COLOUR IS LIFE

By Dawn M. Sanders

 

Kaleidoscope

 

I’ve always felt like, I don’t care if I can only see a foot in front of me, as long as I can still see colour that’s all that matters…

Yet, what precious little I can see, seems to be slipping away.

It’s almost impossible to make out colours anymore, unless the sunlight is just right on whatever the object is, if it’s bright enough or if something is translucent and I can look through it.

I feel like I’m fucking drowning with no way to be rescued.

Light has become really distorted, contrasts are more blurred all the time and outlines like buildings I could make out okay before, seem to be fading into white/grey.

As my already limited world seems to be disappearing in front of my bad eyes, my confidence in walking around out in the big outside, even in places I know, is getting shaky.

My unempathetic eye doctor jus says it’s the glaucoma taking over and of course: nothing can be done.
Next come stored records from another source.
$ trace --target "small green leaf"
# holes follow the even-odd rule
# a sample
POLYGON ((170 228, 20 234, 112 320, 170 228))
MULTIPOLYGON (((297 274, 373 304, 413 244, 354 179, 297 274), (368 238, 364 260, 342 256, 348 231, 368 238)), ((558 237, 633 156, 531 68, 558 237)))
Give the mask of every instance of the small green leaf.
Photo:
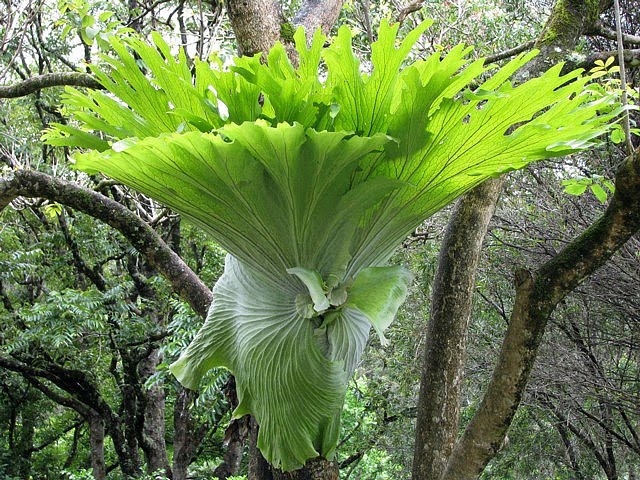
POLYGON ((608 198, 607 192, 605 192, 600 185, 598 185, 597 183, 594 183, 589 188, 591 188, 591 192, 596 196, 596 198, 600 200, 600 203, 607 202, 607 198, 608 198))
POLYGON ((564 189, 565 193, 569 195, 582 195, 587 189, 587 185, 582 183, 574 183, 571 185, 567 185, 564 189))

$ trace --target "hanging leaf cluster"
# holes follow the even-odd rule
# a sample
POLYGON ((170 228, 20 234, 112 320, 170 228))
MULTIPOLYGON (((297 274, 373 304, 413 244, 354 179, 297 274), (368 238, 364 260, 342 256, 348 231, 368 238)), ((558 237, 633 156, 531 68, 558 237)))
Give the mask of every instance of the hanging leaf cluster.
POLYGON ((495 70, 464 46, 408 62, 427 27, 399 41, 383 23, 369 72, 346 27, 329 46, 298 31, 295 67, 279 44, 225 68, 191 66, 157 34, 113 37, 93 67, 106 91, 68 89, 75 123, 46 134, 229 252, 171 369, 194 389, 213 367, 233 372, 235 416, 255 416, 284 470, 333 454, 369 331, 385 341, 411 281, 387 265, 405 236, 488 177, 588 148, 614 114, 579 71, 514 86, 533 54, 495 70))

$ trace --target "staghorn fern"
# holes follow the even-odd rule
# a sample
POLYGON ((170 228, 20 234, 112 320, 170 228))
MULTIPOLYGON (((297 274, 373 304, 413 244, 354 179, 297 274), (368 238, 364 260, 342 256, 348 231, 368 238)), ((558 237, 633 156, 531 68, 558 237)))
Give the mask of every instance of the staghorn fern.
POLYGON ((114 55, 93 67, 109 93, 68 89, 80 127, 46 134, 86 149, 77 168, 165 203, 229 252, 171 370, 194 389, 210 368, 233 372, 235 416, 255 416, 258 446, 284 470, 333 454, 347 379, 411 281, 386 266, 405 236, 488 177, 588 148, 615 113, 561 66, 512 86, 534 54, 485 81, 463 46, 403 66, 427 27, 397 42, 383 23, 370 74, 345 27, 328 47, 298 31, 297 68, 276 45, 266 64, 197 62, 193 74, 157 34, 111 38, 114 55))

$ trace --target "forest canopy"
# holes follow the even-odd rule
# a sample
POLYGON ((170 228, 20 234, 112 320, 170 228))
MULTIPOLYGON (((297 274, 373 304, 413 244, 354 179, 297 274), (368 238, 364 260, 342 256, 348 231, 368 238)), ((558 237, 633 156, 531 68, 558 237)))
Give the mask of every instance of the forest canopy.
MULTIPOLYGON (((499 24, 481 3, 453 2, 453 24, 447 5, 433 21, 416 4, 390 24, 391 5, 358 4, 362 28, 345 13, 354 6, 318 15, 303 4, 296 23, 327 32, 309 38, 269 30, 252 3, 231 2, 230 25, 184 4, 110 14, 58 5, 51 28, 65 41, 22 43, 22 65, 9 59, 5 72, 22 83, 2 87, 18 97, 3 114, 40 120, 2 134, 0 454, 20 460, 0 461, 0 472, 631 475, 640 169, 635 113, 619 105, 637 94, 620 88, 615 56, 585 64, 590 74, 572 70, 580 49, 596 46, 554 23, 563 2, 530 19, 537 57, 532 42, 486 60, 452 46, 467 38, 446 37, 447 25, 468 21, 482 38, 499 24), (173 44, 151 21, 165 13, 168 24, 179 19, 173 44), (245 25, 253 20, 259 30, 245 25), (230 29, 243 56, 205 56, 205 40, 230 29), (47 72, 77 55, 73 33, 87 73, 47 72), (556 55, 563 49, 578 53, 556 55), (46 89, 54 85, 67 88, 46 89), (6 141, 28 135, 30 150, 6 141), (505 178, 555 157, 565 158, 505 178), (434 233, 449 215, 446 234, 434 233), (628 281, 604 296, 598 275, 611 268, 628 281), (378 339, 368 339, 371 327, 378 339), (543 341, 547 329, 559 336, 543 341), (559 352, 585 377, 559 381, 559 352), (505 440, 510 424, 517 447, 505 440), (564 456, 513 453, 540 441, 564 456)), ((525 18, 507 3, 505 19, 525 18)), ((598 8, 571 14, 606 38, 613 5, 598 8)), ((43 15, 11 18, 42 33, 43 15)))

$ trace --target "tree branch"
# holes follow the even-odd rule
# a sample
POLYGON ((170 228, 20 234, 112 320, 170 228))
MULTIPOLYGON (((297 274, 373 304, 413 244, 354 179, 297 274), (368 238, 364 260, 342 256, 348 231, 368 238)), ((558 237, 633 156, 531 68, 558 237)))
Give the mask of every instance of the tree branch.
POLYGON ((311 38, 320 28, 325 35, 329 33, 338 19, 343 0, 305 0, 293 17, 294 25, 302 25, 311 38))
POLYGON ((80 72, 47 73, 29 78, 15 85, 0 86, 0 98, 18 98, 49 87, 87 87, 102 89, 102 85, 91 75, 80 72))
MULTIPOLYGON (((599 35, 609 40, 617 40, 617 33, 615 30, 598 22, 592 32, 592 35, 599 35)), ((631 45, 640 45, 640 37, 638 35, 630 35, 628 33, 622 34, 622 41, 631 45)))
MULTIPOLYGON (((626 49, 622 51, 624 57, 624 64, 627 68, 640 66, 640 48, 626 49)), ((615 50, 595 52, 586 57, 582 57, 578 60, 568 60, 564 64, 563 72, 575 70, 576 68, 584 68, 589 70, 595 65, 596 60, 602 60, 603 62, 608 58, 613 57, 614 62, 612 65, 618 65, 618 52, 615 50)))
POLYGON ((397 22, 402 24, 409 15, 414 12, 417 12, 424 5, 424 0, 416 0, 411 2, 400 9, 400 13, 398 13, 397 22))
POLYGON ((485 63, 494 63, 500 60, 504 60, 505 58, 513 57, 514 55, 518 55, 519 53, 525 52, 527 50, 531 50, 536 44, 535 40, 531 40, 529 42, 523 43, 522 45, 518 45, 517 47, 510 48, 509 50, 504 50, 503 52, 495 53, 493 55, 489 55, 485 63))
POLYGON ((121 204, 88 188, 28 170, 0 179, 0 211, 18 196, 47 198, 112 226, 171 282, 198 315, 206 317, 211 291, 149 225, 121 204))

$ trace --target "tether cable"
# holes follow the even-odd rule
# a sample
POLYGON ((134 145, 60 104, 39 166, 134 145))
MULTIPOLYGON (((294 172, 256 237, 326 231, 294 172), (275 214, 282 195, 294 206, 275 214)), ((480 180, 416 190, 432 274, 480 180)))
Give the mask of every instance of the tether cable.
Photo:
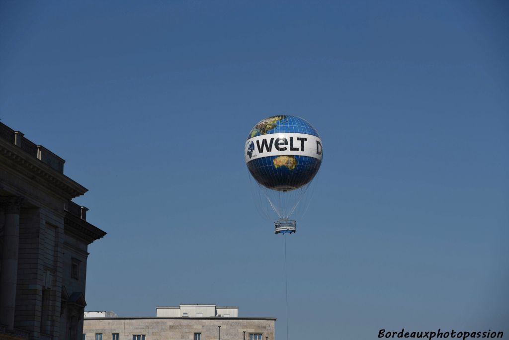
POLYGON ((288 279, 287 274, 287 261, 286 261, 286 233, 283 234, 285 239, 285 289, 286 291, 286 302, 287 302, 287 340, 290 338, 290 333, 288 332, 288 279))

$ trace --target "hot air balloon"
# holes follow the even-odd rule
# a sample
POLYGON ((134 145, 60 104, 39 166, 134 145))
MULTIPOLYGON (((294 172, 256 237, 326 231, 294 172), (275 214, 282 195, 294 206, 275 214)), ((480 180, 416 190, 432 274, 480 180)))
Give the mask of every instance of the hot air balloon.
POLYGON ((276 220, 275 234, 296 231, 293 216, 305 210, 302 199, 318 172, 323 155, 318 132, 302 118, 274 116, 251 129, 244 159, 263 201, 259 205, 268 204, 267 211, 276 220))

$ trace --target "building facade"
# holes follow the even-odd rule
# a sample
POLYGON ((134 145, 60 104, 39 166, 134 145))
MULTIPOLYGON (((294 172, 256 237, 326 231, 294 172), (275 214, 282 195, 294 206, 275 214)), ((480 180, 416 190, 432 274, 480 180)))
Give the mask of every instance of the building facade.
POLYGON ((89 244, 65 161, 0 123, 0 339, 81 338, 89 244))
POLYGON ((111 312, 85 312, 82 340, 274 340, 275 318, 239 317, 238 310, 182 304, 157 307, 156 317, 108 317, 111 312))

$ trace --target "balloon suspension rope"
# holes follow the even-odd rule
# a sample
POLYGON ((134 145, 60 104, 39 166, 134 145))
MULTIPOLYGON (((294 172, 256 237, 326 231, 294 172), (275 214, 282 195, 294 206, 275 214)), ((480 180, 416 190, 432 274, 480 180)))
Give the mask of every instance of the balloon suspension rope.
POLYGON ((286 302, 287 302, 287 340, 290 337, 288 332, 288 280, 287 275, 287 261, 286 261, 286 234, 283 234, 285 239, 285 289, 286 291, 286 302))

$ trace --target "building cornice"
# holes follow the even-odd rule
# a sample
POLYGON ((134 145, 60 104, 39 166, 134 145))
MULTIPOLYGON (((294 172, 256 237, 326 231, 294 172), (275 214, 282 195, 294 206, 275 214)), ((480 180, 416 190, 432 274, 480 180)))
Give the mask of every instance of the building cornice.
POLYGON ((66 233, 78 237, 88 244, 103 237, 106 233, 95 225, 71 214, 66 212, 64 220, 64 231, 66 233))
POLYGON ((88 189, 31 156, 15 145, 0 139, 0 156, 17 166, 19 172, 61 195, 72 198, 84 194, 88 189))
POLYGON ((275 318, 223 318, 222 317, 115 317, 114 318, 85 318, 84 320, 160 320, 172 319, 179 320, 274 320, 275 318))

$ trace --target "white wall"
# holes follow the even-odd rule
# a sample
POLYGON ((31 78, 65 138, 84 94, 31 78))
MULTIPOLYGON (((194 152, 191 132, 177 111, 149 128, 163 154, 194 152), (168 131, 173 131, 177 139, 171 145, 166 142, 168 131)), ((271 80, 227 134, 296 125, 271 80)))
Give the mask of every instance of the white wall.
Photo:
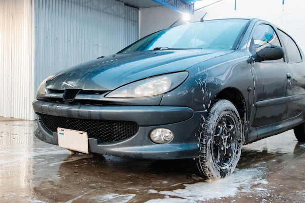
POLYGON ((183 16, 181 13, 165 7, 140 9, 139 38, 167 28, 183 16))
MULTIPOLYGON (((205 0, 195 2, 191 21, 227 18, 257 18, 269 21, 289 34, 305 51, 305 1, 304 0, 205 0), (208 2, 208 1, 209 1, 208 2), (212 5, 200 9, 213 2, 212 5), (201 4, 202 5, 201 6, 201 4)), ((140 10, 140 37, 168 27, 183 14, 165 7, 140 10)))
POLYGON ((33 119, 32 0, 0 0, 0 116, 33 119))

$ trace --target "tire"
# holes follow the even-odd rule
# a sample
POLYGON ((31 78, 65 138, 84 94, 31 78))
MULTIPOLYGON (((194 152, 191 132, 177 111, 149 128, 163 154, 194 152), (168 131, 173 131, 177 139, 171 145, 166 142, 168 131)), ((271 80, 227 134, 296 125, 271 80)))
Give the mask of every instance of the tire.
POLYGON ((243 130, 238 111, 227 100, 214 103, 204 121, 200 155, 195 159, 195 172, 205 179, 229 176, 241 153, 243 130))
POLYGON ((305 123, 301 124, 293 129, 294 135, 299 142, 305 142, 305 123))

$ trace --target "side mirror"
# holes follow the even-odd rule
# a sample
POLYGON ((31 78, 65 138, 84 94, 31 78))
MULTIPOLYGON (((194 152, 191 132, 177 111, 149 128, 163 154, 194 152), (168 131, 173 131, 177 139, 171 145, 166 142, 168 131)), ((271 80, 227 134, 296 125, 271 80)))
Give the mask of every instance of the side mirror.
POLYGON ((268 46, 256 53, 256 60, 261 62, 265 60, 277 60, 284 56, 284 49, 278 46, 268 46))

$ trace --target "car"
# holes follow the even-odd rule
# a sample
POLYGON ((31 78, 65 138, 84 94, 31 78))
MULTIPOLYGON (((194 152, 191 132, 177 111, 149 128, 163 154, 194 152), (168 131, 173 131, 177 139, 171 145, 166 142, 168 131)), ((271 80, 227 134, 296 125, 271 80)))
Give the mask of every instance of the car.
POLYGON ((304 57, 258 18, 171 27, 46 78, 35 135, 82 153, 188 159, 199 176, 224 178, 244 145, 291 129, 305 141, 304 57))

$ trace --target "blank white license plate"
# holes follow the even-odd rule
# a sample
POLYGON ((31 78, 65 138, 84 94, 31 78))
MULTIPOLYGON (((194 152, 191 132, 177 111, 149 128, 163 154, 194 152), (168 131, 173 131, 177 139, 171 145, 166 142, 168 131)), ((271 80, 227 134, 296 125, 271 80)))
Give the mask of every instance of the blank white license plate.
POLYGON ((58 146, 89 154, 88 134, 86 132, 57 128, 58 146))

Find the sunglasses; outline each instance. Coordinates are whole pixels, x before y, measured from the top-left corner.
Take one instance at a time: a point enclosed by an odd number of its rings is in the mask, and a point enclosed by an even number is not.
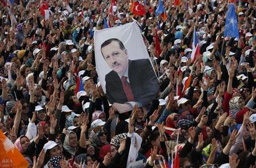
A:
[[[28,106],[22,106],[22,109],[23,110],[27,109],[28,107]]]
[[[99,136],[103,136],[104,135],[107,135],[107,132],[106,131],[102,131],[100,132],[100,133],[98,135]]]

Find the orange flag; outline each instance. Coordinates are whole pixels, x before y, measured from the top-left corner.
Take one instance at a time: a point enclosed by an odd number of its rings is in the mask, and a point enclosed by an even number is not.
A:
[[[0,130],[0,167],[27,168],[29,164]]]

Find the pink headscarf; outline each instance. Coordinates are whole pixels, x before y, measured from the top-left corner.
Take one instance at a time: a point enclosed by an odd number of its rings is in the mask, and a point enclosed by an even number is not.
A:
[[[100,115],[101,115],[101,114],[102,113],[105,115],[104,112],[100,111],[100,110],[97,110],[97,111],[95,111],[94,112],[93,112],[92,118],[92,121],[96,120],[96,119],[98,119],[98,118],[100,117]]]
[[[18,150],[19,150],[19,152],[20,152],[21,153],[24,153],[24,152],[25,152],[25,150],[24,150],[23,148],[22,147],[20,144],[20,139],[23,137],[26,137],[26,139],[27,139],[28,141],[30,141],[30,140],[28,139],[28,138],[27,138],[27,136],[23,135],[19,137],[19,138],[18,138],[16,140],[15,142],[14,143],[14,146],[16,147],[16,148],[18,149]]]

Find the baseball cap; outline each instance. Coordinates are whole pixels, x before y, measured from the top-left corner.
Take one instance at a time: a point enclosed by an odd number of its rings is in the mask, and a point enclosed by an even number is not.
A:
[[[250,52],[251,51],[251,49],[250,49],[250,50],[247,50],[245,51],[245,56],[248,55],[250,54]]]
[[[251,33],[250,32],[248,32],[245,34],[246,37],[251,37],[251,36],[253,36],[253,35],[251,35]]]
[[[102,121],[101,119],[97,119],[90,124],[90,127],[94,128],[97,126],[103,126],[105,123],[105,122]]]
[[[181,62],[187,62],[188,61],[188,58],[186,57],[181,57]]]
[[[83,75],[84,74],[84,72],[85,72],[85,70],[82,70],[82,71],[79,71],[79,76],[80,76],[81,75]]]
[[[84,111],[85,111],[85,109],[89,108],[89,106],[90,106],[89,102],[86,102],[84,105],[83,105],[82,110],[84,110]]]
[[[53,148],[55,146],[57,146],[58,144],[53,141],[48,141],[48,143],[44,144],[43,149],[46,152],[47,150]]]
[[[86,95],[86,92],[84,91],[79,91],[76,94],[76,96],[77,97],[78,99],[79,99],[81,97],[81,96],[84,96],[85,95]]]
[[[178,30],[178,29],[182,29],[182,26],[181,26],[180,25],[177,25],[176,27],[176,30]]]
[[[76,53],[76,51],[77,51],[77,49],[73,49],[71,50],[71,53]]]
[[[186,54],[187,52],[192,52],[192,50],[191,50],[191,49],[187,48],[187,49],[185,49],[185,50],[184,51],[184,53],[185,54]]]
[[[256,121],[256,114],[253,114],[250,116],[249,120],[251,123],[253,123]]]
[[[38,106],[35,106],[35,111],[40,111],[42,110],[44,110],[44,109],[42,107],[41,107],[41,106],[38,105]]]
[[[72,42],[72,40],[67,40],[65,42],[65,45],[74,45],[74,44],[73,43],[73,42]]]
[[[184,103],[187,102],[188,101],[189,101],[189,100],[187,100],[185,98],[181,98],[181,99],[177,101],[177,103],[178,104],[178,106],[179,106],[180,105],[184,104]]]
[[[62,106],[61,112],[71,112],[71,111],[73,111],[73,110],[69,109],[69,108],[66,105]]]
[[[176,45],[177,44],[179,44],[181,42],[181,40],[180,39],[177,39],[175,41],[174,41],[174,45]]]
[[[242,74],[241,74],[241,75],[240,75],[238,76],[237,76],[237,78],[238,80],[242,79],[242,80],[245,80],[246,79],[248,79],[248,77],[247,77],[246,76],[245,76],[245,75]]]
[[[36,55],[38,54],[38,53],[39,53],[40,51],[41,51],[41,49],[35,49],[33,51],[33,55],[34,57],[35,57]]]
[[[87,80],[88,80],[90,78],[90,77],[86,76],[85,76],[85,77],[82,78],[82,81],[84,82],[85,81],[86,81]]]
[[[236,53],[233,53],[232,51],[229,51],[229,55],[234,55]]]

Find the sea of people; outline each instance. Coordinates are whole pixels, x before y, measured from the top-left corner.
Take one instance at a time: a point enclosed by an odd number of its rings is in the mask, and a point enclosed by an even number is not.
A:
[[[254,167],[256,1],[232,2],[238,38],[224,35],[229,1],[180,1],[139,0],[138,16],[128,0],[0,1],[0,129],[28,167]],[[159,90],[121,114],[93,36],[134,20]]]

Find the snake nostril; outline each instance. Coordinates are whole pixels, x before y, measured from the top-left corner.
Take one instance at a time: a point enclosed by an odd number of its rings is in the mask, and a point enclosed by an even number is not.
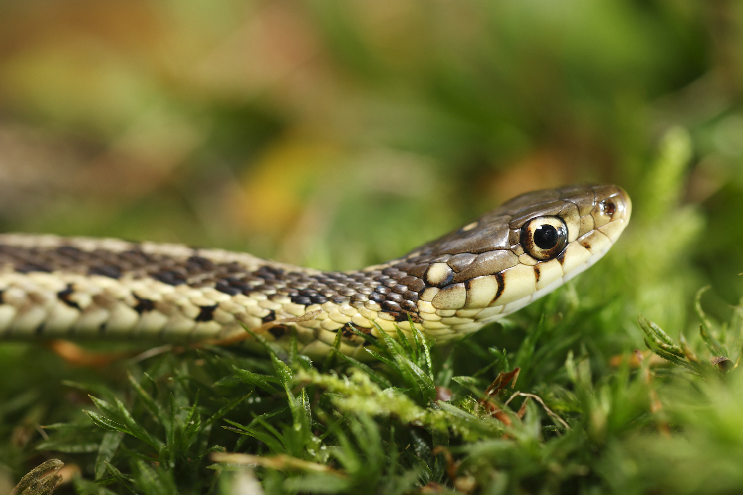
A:
[[[611,201],[604,201],[601,203],[601,209],[609,217],[614,217],[614,212],[617,211],[617,206]]]

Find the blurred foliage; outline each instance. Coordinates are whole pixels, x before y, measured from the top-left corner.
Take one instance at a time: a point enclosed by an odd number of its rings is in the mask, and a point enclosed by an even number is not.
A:
[[[429,358],[91,370],[4,344],[0,494],[51,457],[59,493],[740,491],[739,372],[709,360],[741,352],[742,52],[732,0],[0,1],[4,231],[345,269],[528,190],[610,181],[635,212],[594,269]]]

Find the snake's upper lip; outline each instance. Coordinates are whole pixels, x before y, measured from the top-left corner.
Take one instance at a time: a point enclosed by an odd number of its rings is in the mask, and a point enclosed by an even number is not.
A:
[[[622,187],[617,186],[617,189],[619,190],[619,195],[621,197],[622,207],[620,210],[622,214],[621,218],[625,222],[628,222],[632,214],[632,200],[629,199],[629,194]]]

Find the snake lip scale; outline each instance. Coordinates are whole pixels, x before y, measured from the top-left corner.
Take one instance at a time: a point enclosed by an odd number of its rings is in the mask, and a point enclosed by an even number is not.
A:
[[[244,325],[288,345],[294,327],[303,354],[326,355],[340,332],[340,351],[360,357],[368,341],[351,325],[378,337],[374,323],[409,332],[409,320],[441,341],[536,301],[600,259],[631,212],[613,185],[529,192],[401,258],[344,272],[179,244],[0,234],[0,337],[187,342]]]

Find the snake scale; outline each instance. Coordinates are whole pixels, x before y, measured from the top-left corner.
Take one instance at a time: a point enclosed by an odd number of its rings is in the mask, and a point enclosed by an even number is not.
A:
[[[351,325],[378,337],[373,322],[394,333],[412,321],[445,340],[591,266],[631,209],[612,185],[526,193],[401,258],[344,272],[178,244],[3,234],[0,338],[199,341],[244,324],[286,346],[294,327],[300,353],[317,358],[339,332],[340,351],[360,355],[368,340]]]

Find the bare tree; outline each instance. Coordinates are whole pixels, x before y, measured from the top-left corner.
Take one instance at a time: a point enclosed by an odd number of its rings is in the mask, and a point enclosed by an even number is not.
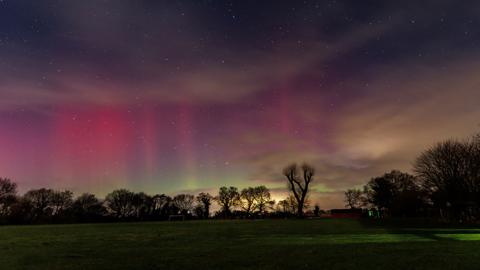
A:
[[[240,194],[236,187],[221,187],[215,200],[222,208],[223,215],[229,216],[232,213],[232,208],[239,204]]]
[[[8,178],[0,178],[0,217],[10,212],[11,205],[16,201],[17,184]]]
[[[270,190],[266,186],[254,188],[255,208],[262,215],[268,208],[272,208],[275,201],[271,199]]]
[[[346,207],[361,208],[363,206],[363,192],[360,189],[349,189],[345,191]]]
[[[194,196],[190,194],[178,194],[173,197],[173,204],[183,215],[190,214],[193,210]]]
[[[78,221],[96,221],[105,215],[106,209],[94,194],[83,193],[73,202],[72,213]]]
[[[201,208],[198,208],[198,214],[202,218],[208,218],[210,216],[210,206],[212,205],[213,196],[208,193],[199,193],[197,196],[197,203]],[[201,211],[200,211],[201,210]]]
[[[240,207],[247,216],[250,216],[255,210],[255,189],[253,187],[244,188],[240,192]]]
[[[135,193],[126,189],[117,189],[105,197],[108,211],[117,218],[127,218],[134,215],[132,205]]]
[[[299,169],[297,164],[287,166],[283,170],[283,174],[287,177],[288,188],[292,192],[297,202],[297,215],[303,216],[303,209],[305,207],[305,201],[308,195],[308,188],[313,181],[315,175],[315,169],[308,165],[303,164],[301,167],[303,177],[299,176]]]
[[[424,190],[445,218],[472,219],[480,207],[480,136],[447,140],[414,163]]]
So, for someone who is a tetrachromat – seeing the world through a kaleidoscope of colour, just boggles my mind.

A tetrachromat is someone with an extra colour receptor to their vision.

While most people have three colour receptors, 12% of females are born with a fourth.

I read this amazing article – based on an interview with Concetta Antico, a tetrachromat and artist from San Diego.

She described how, she could see other colours within one colour, such as black. As I read I couldn’t help but think: wow! Don’t you feel some times overwhelmed?

Funny thing is, her husband is colour blind and she described how they both looked for a piece of apple core that fell on the floor and how it both appeared completely different to each of their visual perspectives.

I would do anything, just to have three functioning colour receptors.

I’ve never been able to see well enough to look at the colours of autumn, the colour of someone’s hair and eyes, but as a kid I would sit close enough to the TV even though I couldn’t make out the picture, I could see the various colours on the screen. I loved it when the Wizard of Oz went from black and white into colour – all those years ago.

My mum taught me what colours were when she took me for walks and, if I got close enough to a parked car, green grass or someone leading me, I could see the colour of the car or the colour of the top they were wearing.

I vaguely remember looking at the hand of a black man and saying something like: “your hands are dirty” but that’s how I found out people often have different shades of skin.

The corneal transplant I had three years ago, just seems like light years away and I’m worse off than I was before the operation.

I’m glad Concetta can use her extra special colour vision to celebrate the gift through her art and whatta beautiful gift to be blessed with.

In losing my colours, I feel like a part of me is dying. If I look at my son’s beautiful chessnut brown hair in the sunlight, I could probably still see it and, I’ve always dreamed in vivid colours.

http://nymag.com/scienceofus/2015/02/what-like-see-a-hundred-million-colors.html

 

 

One thought on “COLOUR IS LIFE”

  1. Dawn it’s a very moving article. I’ve never seen colour I don’t think, so it’s important to read the perspective of someone who is having to struggle with its loss. It’s easy to forget sometimes that every vision-impaired person approaches it and life with a unique perspective and not one of us has the same set of parameters for judging any issue. Just know that we’re thinking of you.